In the Civil War that followed, the CCP, supported by Soviet arms, money and “advisers” emerged victorious. Less than two decades later, the newly created People’s Republic of China was embroiled in an ideological war with the Soviet Union, punctuated with a series of border clashes in which it lost territory to Moscow.
The Kuomintang (KMT), the loser in the Chinese civil war, ended up by leading a tiny portion of China, the island of Taiwan (formerly Formosa) to capitalism and democracy while the winner, the CCP, has adopted capitalism but only in the service of an increasingly authoritarian political system. In the past few years, the CCP has abandoned its own “democratic centralism” by abandoning collective leadership and concentrating the presidency of the republic, the secretary-generalship of the party and the chairmanship of the Military Committee that controls the armed forces and security services to one man: Xi Jinping.
The theory that economic development inevitably leads to democratisation has been proved wrong, at least for the time being. Instead, President Xi, pointing to China’s success in leaving major Western democracies behind in certain scientific and technological domains, now describes democratization as an obstacle to further economic and technological progress. Internal political and cultural feuds within some major democracies, notably the United States with the rise of Donald Trump and Great Britain with the Brexit insurgency, are presented as so many warnings to those who want China to move towards liberal democracy.
The CCP’s first aim was to dismantle the structure of the Chinese state as it had taken shape over more than 2,000 years of history. The systematic destruction of the mandarinate (the traditional state bureaucracy) inspired by Mao Zedong’s slogan “Destroy the old to build the new” was extended to uprooting centuries of traditional art, literature, music, drama and social mores and their replacement by a synthetic culture crippled by its contradictions.
The CCP started with a handful of self-loathing bourgeois intellectuals who sought power by appealing to a peasantry they hardly knew. A century later, it is led by another handful of self-adulating intellectuals who maintain themselves in power with the support of a new class of wealthy entrepreneurs they find harder and harder to control.
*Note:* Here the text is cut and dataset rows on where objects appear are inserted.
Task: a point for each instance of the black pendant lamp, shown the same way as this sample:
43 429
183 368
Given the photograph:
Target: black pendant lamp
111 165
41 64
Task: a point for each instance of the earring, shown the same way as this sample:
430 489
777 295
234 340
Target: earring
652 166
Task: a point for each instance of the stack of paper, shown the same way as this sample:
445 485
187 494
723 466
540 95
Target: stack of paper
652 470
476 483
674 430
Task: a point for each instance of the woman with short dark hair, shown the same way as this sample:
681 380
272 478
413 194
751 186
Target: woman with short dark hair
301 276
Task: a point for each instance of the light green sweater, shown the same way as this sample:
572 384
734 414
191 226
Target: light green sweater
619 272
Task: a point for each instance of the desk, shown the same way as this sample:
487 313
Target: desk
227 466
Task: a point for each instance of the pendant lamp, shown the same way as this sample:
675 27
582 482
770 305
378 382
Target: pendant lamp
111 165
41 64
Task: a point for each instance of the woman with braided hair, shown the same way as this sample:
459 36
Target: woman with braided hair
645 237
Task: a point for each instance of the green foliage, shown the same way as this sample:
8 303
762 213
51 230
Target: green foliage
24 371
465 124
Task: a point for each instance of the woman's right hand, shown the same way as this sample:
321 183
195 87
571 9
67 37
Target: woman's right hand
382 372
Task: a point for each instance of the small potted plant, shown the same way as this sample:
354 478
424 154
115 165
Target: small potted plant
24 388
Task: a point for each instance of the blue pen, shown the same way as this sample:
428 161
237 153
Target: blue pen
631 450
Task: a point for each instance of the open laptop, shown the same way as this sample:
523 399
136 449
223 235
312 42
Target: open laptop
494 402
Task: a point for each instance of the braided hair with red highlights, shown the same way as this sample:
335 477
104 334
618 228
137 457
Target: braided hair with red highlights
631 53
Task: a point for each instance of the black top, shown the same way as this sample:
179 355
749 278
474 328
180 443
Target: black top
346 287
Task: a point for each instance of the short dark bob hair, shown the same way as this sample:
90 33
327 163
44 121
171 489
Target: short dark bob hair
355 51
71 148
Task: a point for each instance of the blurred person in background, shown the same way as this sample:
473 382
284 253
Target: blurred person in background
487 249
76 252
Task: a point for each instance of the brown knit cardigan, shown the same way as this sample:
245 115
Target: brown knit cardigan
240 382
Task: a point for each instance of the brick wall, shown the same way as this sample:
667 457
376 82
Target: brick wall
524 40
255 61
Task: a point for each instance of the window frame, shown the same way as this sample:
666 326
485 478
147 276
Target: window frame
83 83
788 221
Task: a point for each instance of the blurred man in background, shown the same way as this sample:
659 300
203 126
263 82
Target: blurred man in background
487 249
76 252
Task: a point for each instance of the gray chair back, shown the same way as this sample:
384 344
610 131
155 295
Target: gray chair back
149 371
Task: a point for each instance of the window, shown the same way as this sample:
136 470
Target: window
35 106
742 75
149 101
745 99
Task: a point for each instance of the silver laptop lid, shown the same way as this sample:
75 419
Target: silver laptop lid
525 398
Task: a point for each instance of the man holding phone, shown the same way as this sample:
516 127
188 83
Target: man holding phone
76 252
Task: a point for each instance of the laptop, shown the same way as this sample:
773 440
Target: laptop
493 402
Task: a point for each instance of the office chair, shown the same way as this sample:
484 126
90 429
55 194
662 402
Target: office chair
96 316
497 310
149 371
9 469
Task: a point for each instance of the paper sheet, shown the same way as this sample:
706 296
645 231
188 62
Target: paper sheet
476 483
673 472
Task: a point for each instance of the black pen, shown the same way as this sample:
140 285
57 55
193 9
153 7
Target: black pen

Mao Zedong pseudo-ideological rants notwithstanding, the CCP, always regarded by its leaders as an instrument for wielding power, never had an ideology. After decades of trial and mostly error it has resigned itself to a bureaucratic pragmatism chiefly concerned with what it terms “economic success”. However it ignores the fact that quantitative change is bound to lead to qualitative transformation and that the emerging Chinese society is unlikely to remain satisfied with regimentation, arbitrary rule and repression.
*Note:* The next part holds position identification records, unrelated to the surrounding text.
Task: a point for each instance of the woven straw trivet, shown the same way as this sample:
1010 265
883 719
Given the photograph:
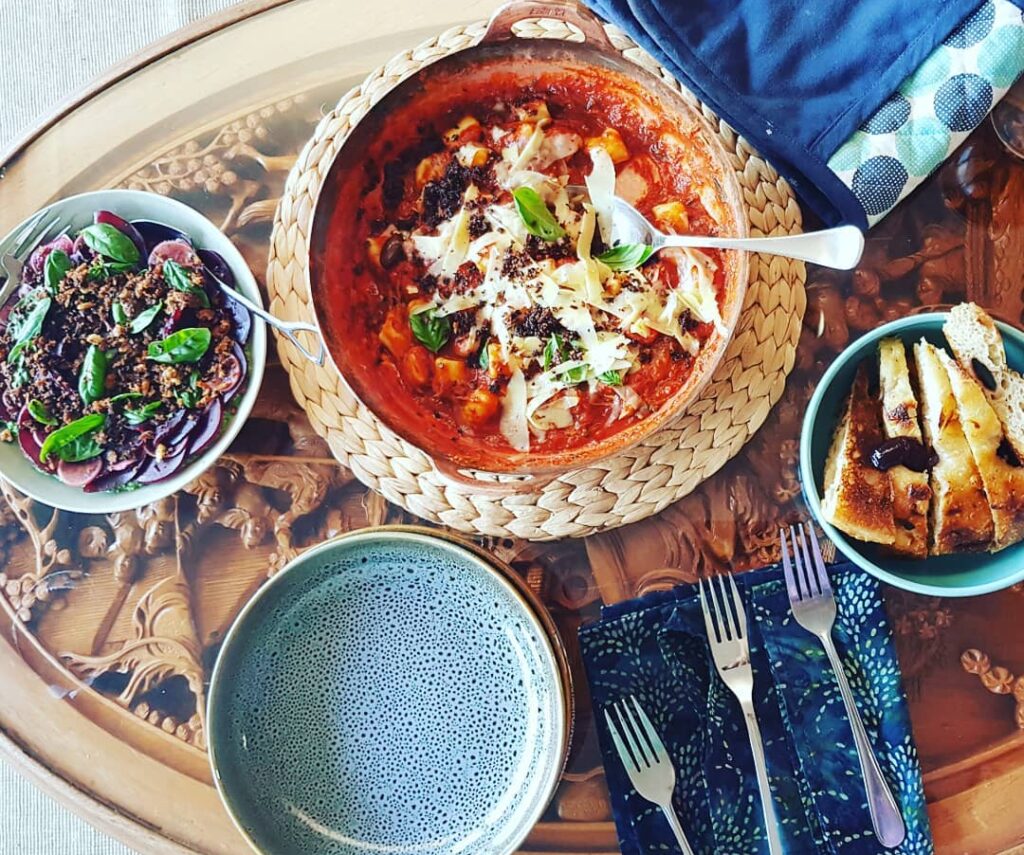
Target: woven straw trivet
630 486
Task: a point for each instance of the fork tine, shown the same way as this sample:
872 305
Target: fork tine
646 750
740 611
726 612
624 755
793 589
631 740
813 588
647 729
710 625
819 564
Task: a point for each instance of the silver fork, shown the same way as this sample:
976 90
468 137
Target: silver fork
731 651
646 761
814 607
16 248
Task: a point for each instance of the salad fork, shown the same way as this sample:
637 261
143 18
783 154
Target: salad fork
814 607
647 764
16 249
730 648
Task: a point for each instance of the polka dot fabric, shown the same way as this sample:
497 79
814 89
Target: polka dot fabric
389 696
934 109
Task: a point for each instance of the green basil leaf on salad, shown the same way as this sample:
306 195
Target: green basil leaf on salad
432 332
536 215
177 278
183 346
626 256
110 243
26 325
68 434
56 267
39 412
142 321
143 414
92 377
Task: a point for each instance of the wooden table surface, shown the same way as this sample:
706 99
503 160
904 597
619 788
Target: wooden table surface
111 624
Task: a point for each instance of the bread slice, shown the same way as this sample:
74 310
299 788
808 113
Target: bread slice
1004 482
973 336
858 498
961 517
911 495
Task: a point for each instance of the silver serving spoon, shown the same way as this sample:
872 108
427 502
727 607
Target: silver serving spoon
839 248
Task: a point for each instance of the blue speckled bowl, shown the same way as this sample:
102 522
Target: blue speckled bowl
391 691
948 575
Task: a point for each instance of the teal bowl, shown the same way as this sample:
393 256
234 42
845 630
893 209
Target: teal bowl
393 690
965 574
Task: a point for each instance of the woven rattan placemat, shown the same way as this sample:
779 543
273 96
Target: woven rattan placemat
625 488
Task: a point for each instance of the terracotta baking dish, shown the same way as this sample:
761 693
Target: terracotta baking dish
434 91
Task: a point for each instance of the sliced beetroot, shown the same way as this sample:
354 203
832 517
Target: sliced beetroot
179 251
117 474
81 253
123 226
156 470
208 427
79 474
156 232
33 270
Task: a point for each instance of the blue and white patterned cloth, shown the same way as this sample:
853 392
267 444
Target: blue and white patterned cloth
655 648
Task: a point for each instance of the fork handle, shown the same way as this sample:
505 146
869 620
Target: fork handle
677 828
886 817
760 765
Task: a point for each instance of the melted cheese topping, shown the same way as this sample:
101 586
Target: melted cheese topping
599 308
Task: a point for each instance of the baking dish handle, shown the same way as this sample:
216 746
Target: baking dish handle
464 479
500 26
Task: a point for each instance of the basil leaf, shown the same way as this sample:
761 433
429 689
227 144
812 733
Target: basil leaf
91 379
626 256
143 414
177 278
432 332
535 214
110 243
183 346
69 433
39 412
144 318
57 265
23 329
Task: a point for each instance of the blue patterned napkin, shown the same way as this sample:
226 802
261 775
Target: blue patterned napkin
655 648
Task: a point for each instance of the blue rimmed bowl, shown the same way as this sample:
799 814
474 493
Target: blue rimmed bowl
391 690
963 574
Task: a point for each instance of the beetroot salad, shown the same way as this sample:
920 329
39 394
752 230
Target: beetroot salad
120 354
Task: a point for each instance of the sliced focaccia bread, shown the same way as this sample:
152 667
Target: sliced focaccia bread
961 517
911 494
975 338
858 498
1004 482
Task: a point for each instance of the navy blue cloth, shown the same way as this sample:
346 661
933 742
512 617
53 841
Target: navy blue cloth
655 648
796 77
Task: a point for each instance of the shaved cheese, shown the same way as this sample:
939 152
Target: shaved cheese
601 185
513 423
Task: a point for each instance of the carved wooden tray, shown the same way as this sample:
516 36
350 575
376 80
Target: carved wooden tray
109 626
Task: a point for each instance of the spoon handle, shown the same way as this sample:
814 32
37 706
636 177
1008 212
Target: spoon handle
839 248
286 328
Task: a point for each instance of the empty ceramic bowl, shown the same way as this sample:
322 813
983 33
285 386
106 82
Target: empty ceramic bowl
389 691
947 575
The CCP may be proud of its economic success after Deng Xiaoping’s reforms, but it celebrates its centenary with “re-education camps” in Xinjiang (East Turkestan), crackdown in Hong Kong and childish but dangerous imperial gesticulations in neighboring seas. With the possible exception of Pakistan, the People’s Republic has poor relations with almost all its neighbours complicated by old but resurgent irredentist disputes.
At home, the CCP’s increasing reliance on pseudo-nationalistic and xenophobic mantras cannot hide its ideological hollowness. Today, Chinese society, propelled by economic success, is moving towards greater openness to the modern world while the CCP is moving in the opposite direction by adopting an arrogant posture of closing on itself.
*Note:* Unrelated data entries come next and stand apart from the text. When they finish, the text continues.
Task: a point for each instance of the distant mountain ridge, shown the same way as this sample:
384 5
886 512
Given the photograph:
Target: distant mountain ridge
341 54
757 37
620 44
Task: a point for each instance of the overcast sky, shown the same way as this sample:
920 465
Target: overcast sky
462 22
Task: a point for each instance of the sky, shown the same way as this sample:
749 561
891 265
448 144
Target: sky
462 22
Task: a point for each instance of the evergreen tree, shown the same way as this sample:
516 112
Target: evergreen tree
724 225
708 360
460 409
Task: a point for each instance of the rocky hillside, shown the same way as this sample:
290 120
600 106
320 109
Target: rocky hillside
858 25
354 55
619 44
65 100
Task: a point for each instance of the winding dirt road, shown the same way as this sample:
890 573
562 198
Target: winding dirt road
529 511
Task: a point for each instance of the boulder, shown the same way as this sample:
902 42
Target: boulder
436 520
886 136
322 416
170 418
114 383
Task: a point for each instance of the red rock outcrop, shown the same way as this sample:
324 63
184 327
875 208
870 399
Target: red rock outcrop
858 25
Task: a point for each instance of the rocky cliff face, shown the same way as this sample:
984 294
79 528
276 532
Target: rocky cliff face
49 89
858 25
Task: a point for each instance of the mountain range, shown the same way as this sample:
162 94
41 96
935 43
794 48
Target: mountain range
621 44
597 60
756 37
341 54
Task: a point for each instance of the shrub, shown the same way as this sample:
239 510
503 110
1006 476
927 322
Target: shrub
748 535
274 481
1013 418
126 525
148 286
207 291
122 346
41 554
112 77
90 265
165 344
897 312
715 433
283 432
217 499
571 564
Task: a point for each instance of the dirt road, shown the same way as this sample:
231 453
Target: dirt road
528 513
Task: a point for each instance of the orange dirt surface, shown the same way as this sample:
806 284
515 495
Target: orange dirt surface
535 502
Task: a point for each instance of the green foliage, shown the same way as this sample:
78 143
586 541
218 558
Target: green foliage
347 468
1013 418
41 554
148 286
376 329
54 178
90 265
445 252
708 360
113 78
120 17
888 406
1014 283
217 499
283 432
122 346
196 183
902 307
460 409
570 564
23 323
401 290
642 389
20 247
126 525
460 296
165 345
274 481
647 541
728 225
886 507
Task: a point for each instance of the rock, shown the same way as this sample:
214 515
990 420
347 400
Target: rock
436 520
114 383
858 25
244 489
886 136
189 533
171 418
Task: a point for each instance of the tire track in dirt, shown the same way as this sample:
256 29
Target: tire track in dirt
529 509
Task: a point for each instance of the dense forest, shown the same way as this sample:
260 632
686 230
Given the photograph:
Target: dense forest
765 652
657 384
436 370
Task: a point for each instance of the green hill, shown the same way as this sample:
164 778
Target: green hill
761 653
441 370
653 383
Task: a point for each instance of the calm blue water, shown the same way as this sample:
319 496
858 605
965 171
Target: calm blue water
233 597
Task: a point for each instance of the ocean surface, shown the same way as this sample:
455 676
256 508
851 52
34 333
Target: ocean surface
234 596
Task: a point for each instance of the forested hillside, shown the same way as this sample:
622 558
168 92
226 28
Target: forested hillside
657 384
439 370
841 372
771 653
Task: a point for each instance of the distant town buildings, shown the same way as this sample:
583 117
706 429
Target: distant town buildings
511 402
In terms of economic power and a popular thirst for progress, China today is a colossus. That colossus, however, has a foot of clay in a centenarian CCP. Happy birthday!
Amir Taheri was the executive editor-in-chief of the daily Kayhan in Iran from 1972 to 1979. He has worked at or written for innumerable publications, published eleven books, and has been a columnist for Asharq Al-Awsat since 1987.